Os exercícios de reeducação diafragmática e costal foram executados de forma progressiva tendo a maioria da amostra (82%) executado duas séries com 12 a 15 repetições de cada exercício. Dos elementos que constituíram a amostra inicial (n = 27), houve uma pessoa que recusou executar a intervenção de otimização da ventilação através de posicionamento em decúbito semiventral/ventral. Os restantes que executaram esta intervenção, realizaram-na entre duas a sete vezes por dia, apresentando uma média de quatro vezes por dia. Quanto ao tempo de permanência no posicionamento em decúbito semiventral, este variou entre 30 e 90 minutos, sendo a média de 55 minutos. Constatou-se que o posicionamento em ventral apenas foi tolerado por uma pessoa. As restantes pessoas toleraram o posicionamento em semiventral direito e esquerdo.
Para monitorizar a perceção da intolerância à atividade, aplicou-se a escala de Borg modificada relativamente à capacidade em “ir ao WC” em dois momentos (no início do internamento - considerando as primeiras 24h - e no final). No início do internamento, a média de intolerância à atividade foi classificada pela amostra com score 7 (muito difícil), variando com maior frequência entre 6 (difícil) e 8 (muito difícil), correspondendo a 86%. No final do internamento, o valor médio autopercecionado para a sua intolerância para a mesma atividade de vida foi de 3 (leve), variando com mais frequência entre os valores de 2 (fácil) e 3 (leve), correspondendo a 81%.
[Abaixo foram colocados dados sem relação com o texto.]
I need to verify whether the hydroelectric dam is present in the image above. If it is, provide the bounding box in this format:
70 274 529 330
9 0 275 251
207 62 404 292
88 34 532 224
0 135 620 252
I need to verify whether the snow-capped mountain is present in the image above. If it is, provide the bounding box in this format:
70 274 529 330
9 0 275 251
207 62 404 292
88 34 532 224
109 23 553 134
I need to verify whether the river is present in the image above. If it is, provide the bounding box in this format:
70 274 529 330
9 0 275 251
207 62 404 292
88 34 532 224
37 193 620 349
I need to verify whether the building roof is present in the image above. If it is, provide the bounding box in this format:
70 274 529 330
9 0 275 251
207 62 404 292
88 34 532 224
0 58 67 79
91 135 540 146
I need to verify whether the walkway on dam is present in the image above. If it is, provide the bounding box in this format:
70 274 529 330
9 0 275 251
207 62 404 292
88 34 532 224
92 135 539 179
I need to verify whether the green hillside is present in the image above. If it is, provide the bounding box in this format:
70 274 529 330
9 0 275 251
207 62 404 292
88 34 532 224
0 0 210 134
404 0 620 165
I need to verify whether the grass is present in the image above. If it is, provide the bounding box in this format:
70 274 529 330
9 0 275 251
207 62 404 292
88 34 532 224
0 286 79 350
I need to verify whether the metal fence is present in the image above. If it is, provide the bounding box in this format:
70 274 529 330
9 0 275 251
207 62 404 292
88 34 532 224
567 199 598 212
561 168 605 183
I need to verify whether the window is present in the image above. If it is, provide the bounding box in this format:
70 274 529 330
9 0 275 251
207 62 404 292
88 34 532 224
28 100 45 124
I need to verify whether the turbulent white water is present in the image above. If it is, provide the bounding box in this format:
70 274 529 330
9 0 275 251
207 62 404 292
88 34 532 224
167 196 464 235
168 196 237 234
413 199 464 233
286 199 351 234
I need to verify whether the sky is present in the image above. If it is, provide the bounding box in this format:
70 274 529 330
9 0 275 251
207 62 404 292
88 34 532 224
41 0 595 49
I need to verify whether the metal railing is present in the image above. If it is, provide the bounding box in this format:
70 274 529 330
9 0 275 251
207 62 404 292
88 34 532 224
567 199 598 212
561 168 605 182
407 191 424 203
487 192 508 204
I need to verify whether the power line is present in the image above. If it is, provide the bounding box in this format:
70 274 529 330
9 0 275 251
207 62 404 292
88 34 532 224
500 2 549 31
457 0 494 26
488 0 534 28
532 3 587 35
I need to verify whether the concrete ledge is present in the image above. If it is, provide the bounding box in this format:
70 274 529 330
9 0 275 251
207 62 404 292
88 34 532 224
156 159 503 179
Relativamente à autoperceção de dispneia, 89% da amostra negou sensação de falta de ar, bem como os seus sintomas negativos adjacentes, enquanto 11% da população referiu a dispneia como um sintoma experienciado no início do internamento. No entanto, ao longo do internamento, 30% das pessoas apresentaram episódios de dispneia: 22% referiram um episódio, 4% referiram dois episódios e 4% três episódios.
As seguintes tabelas (1, 2 e 3) monitorizam a funcionalidade da amostra nas ABVD, nos três momentos de monitorização e os valores médios de dependência.
ABVD (score) | Estado funcional basal | Média de dependência | ||||
Independente (0) | Dependência ligeira (1) | Dependência moderada (2) | Dependência total (3) | |||
Tomar banho | 74% (n = 20) | 22% (n = 6) | 4% (n = 1) | - | 0,29 | |
Vestir/despir | 81% (n = 22) | 15% (n = 4) | 4% (n = 1) | - | 0,20 | |
Ir ao WC | 74% (n = 20) | 19% (n = 5) | 7% (n = 2) | - | 0,33 | |
Transferência | 70% (n = 19) | 30% (n = 8) | - | - | 0,30 | |
Controlo de esfíncteres | 85% (n = 23) | 11% (n = 3) | 4% (n = 1) | - | 0,18 | |
Alimentação | 100% (n = 27) | - | - | - | 0,00 |
ABVD (score) | Estado funcional inicial | Média de dependência | |||
Independente (0) | Dependência ligeira (1) | Dependência moderada (2) | Dependência total (3) | ||
Tomar banho | 4% (n = 1) | 22% (n = 6) | 41% (n = 11) | 33% (n = 9) | 2,03 |
Vestir/despir | 11% (n = 3) | 30% (n = 8) | 37% (n = 10) | 22% (n = 6) | 1,70 |
Ir ao WC | 4% (n = 1) | 22% (n = 6) | 30% (n = 8) | 44% (n = 12) | 2,15 |
Transferência | 4% (n = 1) | 26% (n = 7) | 37% (n = 10) | 33% (n = 9) | 2,00 |
Controlo de esfíncteres | 59% (n = 16) | 19% (n = 5) | 15% (n = 4) | 7% (n = 2) | 0,70 |
Alimentação | 56% (n = 15) | 30% (n = 8) | 14% (n = 4) | - | 0,59 |
ABVD (score) | Estado funcional final | Média de dependência | |||
Independente (0) | Dependência ligeira (1) | Dependência moderada (2) | Dependência total (3) | ||
Tomar banho | 59% (n = 16) | 30% (n = 8) | 7% (n = 2) | 4% (n = 1) | 0,56 |
Vestir/despir | 74% (n = 20) | 26% (n = 7) | - | - | 0,37 |
Ir ao WC | 63% (n = 17) | 26% (n = 7) | 7% (n = 2) | 4% (n = 1) | 0,52 |
Transferência | 63% (n = 17) | 22% (n = 6) | 11% (n = 3) | 4% (n = 1) | 0,59 |
Controlo de esfíncteres | 81% (n = 22) | 11% (n = 3) | 4% (n = 1) | 4% (n = 1) | 0,30 |
Alimentação | 93% (n = 25) | 7% (n = 2) | - | - | 0,07 |
Por sua vez, a Figura 1 sintetiza, nos três momentos da avaliação e para cada ABVD, a respetiva evolução da funcionalidade da amostra evidenciando para cada uma, o correspondente grau de dependência.
Discussão
A maioria da amostra (74%) era do sexo masculino e apresentava idade superior a 60 anos, o que vai ao encontro da evidência atual, sublinhando que a COVID-19 pode ser mais severa no sexo masculino e nas pessoas com idade superior a 65 anos, aumentando o risco de internamento e mortalidade (Jin et al., 2020; Sanyaolu et al., 2020; PAHO, 2020; Thomas et al., 2020).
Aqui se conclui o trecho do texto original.